Satellite signal Compression Optimisation

Optimization

As the signal is passed through the atmosphere, it is degraded in multiple ways. The degradation at each step is modeled, including the ionosphere. These are computed on the base station through modeling, and the corrections are sent back to the satellite. Ionospheric corrections are then passed to the receivers (rovers) either through the satellites or through internet (via IP connection). Sometimes IP connection cannot be used, or is avoided. Information sent through the satellites travels at the rate of 1200 bps, with the price tag of $250-500/bps. If this information is compressed (taking smaller bandwidth), some of that bandwidth expense can be saved.

Technical Problem description: e.g. How do you define the target variable?

The major issue with the current approach is that the client currently has a complex model that computes the ionospheric corrections for each individual satellite/base station pair and all corrections are then sent to all receivers within satellite range. This is highly inefficient, we must engineer a model that will be capable of reducing either the amount of data that needs to be transmitted, or the frequency of transmission.
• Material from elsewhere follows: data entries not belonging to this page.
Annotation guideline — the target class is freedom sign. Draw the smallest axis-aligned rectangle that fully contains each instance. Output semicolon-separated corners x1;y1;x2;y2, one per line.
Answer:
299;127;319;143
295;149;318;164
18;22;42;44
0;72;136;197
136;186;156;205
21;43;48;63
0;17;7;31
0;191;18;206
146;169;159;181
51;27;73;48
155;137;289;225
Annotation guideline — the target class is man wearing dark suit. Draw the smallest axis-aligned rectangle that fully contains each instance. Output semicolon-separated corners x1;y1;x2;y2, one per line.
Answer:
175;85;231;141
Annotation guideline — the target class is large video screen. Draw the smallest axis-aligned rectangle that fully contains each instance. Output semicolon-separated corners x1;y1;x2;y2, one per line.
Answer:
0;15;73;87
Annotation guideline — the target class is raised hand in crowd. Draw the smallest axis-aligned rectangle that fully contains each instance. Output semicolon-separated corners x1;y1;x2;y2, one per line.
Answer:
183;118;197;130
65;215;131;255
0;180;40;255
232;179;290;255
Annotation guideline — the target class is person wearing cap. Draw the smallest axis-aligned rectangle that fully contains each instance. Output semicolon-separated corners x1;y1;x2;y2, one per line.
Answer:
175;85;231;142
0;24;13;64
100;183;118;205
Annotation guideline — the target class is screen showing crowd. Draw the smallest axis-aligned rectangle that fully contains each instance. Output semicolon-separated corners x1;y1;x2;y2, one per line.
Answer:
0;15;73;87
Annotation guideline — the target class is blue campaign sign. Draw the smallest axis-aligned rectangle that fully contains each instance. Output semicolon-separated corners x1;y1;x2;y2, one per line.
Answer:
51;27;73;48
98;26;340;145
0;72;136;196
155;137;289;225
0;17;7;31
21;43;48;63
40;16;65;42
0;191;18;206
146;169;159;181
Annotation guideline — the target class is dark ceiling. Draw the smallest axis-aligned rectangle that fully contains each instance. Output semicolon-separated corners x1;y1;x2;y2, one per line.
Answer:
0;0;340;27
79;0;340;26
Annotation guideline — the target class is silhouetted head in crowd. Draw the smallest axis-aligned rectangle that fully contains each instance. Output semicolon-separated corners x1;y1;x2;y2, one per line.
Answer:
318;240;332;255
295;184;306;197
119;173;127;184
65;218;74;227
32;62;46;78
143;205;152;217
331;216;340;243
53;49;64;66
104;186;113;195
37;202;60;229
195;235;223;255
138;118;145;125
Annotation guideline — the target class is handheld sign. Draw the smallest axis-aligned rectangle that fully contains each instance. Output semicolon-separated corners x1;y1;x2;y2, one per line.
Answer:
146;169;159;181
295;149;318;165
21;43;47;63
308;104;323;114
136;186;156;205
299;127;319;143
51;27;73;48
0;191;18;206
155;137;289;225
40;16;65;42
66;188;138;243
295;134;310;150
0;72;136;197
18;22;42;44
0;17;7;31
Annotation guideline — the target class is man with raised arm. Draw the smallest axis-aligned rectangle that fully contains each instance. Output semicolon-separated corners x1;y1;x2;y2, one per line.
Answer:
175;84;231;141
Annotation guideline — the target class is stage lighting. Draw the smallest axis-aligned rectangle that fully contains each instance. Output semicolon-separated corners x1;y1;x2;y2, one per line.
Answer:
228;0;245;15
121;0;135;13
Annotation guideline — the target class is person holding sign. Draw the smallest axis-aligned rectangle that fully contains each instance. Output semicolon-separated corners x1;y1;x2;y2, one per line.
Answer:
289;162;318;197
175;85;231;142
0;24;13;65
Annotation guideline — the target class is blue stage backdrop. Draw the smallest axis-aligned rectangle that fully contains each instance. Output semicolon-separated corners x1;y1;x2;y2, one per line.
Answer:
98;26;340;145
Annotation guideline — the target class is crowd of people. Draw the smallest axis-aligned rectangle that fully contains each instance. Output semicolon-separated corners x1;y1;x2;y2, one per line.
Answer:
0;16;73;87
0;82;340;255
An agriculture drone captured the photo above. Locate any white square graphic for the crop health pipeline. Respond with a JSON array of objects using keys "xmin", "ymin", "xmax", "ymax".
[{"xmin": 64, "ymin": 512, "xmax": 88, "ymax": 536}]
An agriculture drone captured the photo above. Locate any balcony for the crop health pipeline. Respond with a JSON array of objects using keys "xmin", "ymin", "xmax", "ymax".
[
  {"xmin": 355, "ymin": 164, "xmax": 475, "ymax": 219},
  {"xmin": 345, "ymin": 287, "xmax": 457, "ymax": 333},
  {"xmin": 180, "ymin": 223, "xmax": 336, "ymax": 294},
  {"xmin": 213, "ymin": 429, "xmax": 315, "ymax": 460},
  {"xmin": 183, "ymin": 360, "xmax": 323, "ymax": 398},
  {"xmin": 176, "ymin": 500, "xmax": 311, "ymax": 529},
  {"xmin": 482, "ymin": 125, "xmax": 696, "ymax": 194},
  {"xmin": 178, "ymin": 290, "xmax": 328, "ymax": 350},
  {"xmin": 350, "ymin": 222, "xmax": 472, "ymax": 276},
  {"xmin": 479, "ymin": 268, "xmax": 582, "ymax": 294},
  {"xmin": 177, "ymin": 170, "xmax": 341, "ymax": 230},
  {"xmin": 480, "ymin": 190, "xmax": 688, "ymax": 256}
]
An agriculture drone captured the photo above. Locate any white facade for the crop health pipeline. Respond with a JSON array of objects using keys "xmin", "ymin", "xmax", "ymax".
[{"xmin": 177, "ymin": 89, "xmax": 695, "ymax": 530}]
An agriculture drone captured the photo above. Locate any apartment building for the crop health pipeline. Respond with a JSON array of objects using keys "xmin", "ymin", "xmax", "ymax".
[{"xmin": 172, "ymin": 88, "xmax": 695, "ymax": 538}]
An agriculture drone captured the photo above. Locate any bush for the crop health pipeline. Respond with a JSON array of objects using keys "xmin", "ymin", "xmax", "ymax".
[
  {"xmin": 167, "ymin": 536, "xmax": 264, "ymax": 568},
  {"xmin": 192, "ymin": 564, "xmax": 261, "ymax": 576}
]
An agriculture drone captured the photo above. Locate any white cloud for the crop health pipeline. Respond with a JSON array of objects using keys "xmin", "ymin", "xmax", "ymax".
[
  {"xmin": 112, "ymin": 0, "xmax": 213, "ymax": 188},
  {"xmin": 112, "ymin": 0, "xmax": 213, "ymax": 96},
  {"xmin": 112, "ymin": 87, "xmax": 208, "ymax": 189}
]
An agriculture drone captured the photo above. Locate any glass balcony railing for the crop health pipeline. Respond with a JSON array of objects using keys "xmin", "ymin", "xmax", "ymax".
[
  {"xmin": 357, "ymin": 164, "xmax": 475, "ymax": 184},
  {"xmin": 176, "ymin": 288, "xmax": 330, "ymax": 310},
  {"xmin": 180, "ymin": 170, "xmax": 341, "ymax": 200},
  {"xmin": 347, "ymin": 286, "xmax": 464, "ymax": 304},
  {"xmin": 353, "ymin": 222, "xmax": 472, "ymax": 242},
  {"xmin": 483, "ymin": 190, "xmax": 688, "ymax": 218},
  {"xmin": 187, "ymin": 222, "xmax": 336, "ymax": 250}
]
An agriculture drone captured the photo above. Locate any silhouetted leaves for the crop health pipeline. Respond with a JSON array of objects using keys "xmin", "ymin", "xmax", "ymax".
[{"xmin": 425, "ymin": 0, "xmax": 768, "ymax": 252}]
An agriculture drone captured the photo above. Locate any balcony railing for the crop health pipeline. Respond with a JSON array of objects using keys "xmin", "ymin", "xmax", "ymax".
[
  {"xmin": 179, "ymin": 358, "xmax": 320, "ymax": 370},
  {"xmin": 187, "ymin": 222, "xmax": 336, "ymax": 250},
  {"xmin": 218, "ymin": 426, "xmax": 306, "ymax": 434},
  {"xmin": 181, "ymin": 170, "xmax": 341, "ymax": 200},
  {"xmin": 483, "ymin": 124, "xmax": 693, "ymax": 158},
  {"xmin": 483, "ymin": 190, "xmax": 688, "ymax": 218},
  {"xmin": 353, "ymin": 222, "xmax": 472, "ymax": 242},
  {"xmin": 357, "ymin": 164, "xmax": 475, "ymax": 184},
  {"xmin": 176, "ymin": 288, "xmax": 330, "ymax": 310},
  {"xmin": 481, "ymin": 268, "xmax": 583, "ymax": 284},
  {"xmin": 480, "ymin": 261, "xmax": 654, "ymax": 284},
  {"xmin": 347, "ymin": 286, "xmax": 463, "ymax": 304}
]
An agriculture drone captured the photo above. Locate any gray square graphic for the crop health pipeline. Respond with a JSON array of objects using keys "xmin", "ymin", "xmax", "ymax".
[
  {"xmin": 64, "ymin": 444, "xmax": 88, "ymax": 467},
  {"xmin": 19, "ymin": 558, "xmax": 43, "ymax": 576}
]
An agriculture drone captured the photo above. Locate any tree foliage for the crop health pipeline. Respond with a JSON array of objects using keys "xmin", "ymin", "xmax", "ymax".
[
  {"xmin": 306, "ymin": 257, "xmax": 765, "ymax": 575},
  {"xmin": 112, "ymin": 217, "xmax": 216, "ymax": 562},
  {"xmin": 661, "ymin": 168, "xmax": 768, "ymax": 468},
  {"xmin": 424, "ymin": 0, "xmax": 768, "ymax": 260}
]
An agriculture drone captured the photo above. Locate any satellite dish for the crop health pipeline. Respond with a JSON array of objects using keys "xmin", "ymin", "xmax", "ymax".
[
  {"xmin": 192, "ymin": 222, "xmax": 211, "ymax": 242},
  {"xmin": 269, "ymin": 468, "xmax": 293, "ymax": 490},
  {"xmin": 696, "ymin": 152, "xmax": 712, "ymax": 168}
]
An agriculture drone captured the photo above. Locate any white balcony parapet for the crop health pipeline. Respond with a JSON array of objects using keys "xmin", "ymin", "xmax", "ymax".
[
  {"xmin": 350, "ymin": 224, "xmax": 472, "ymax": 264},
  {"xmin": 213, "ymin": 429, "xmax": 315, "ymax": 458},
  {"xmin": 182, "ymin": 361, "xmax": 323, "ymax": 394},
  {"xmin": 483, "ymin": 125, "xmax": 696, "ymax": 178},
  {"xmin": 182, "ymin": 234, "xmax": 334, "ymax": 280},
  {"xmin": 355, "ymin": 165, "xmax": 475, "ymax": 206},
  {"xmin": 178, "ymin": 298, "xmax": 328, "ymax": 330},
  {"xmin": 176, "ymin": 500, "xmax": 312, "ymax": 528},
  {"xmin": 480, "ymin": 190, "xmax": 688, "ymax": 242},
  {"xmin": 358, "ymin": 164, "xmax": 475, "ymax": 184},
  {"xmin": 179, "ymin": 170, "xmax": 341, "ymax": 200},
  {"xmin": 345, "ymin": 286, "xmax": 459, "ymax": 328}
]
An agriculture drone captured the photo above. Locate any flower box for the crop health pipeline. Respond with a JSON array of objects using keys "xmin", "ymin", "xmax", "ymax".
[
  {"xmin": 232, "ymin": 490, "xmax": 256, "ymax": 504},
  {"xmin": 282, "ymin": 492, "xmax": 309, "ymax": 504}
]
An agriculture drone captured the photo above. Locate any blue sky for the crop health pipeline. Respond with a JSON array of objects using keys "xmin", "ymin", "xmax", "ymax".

Baseline Approach: How can we estimate a baseline performance?

The performance can be evaluated in terms of file size savings per unit time (on the correction files that are to be passed to the receiver). Error due to compression has to be within 1cm for the final position. Compression/decompression time limit has to be around 2-7 seconds for each procedure.

From the base station location (lat/long) we can compute the VTEC(vertical total electron count) of the ionosphere, which is proportional to the amount of ionospheric interference at each satellite location. We will first attempt to model the VTEC concentration as an univariate time series. By plotting and computing the auto-correlation and partial auto-correlation plot we can determine whether or not auto-regressive features are valuable and whether to model the ionosphere as a time series or stationary model.

Once this is determined, we will use a neural network to predict the VTEC for any given satellite location, angle etc…, and map the VTEC value back to TEC. This model can be uploaded onto the OM7700 chip in order to predict the VTEC values and compute the corrections instead of sending the correction data via L-band. The advantage here is that we can send a single model which will make predictions for all satellites instead of a set of corrections per satellite, also if we manage to capture time dependent relationships we can utilize that to predict the ionosphere corrections for a particular time window without having to resend the model.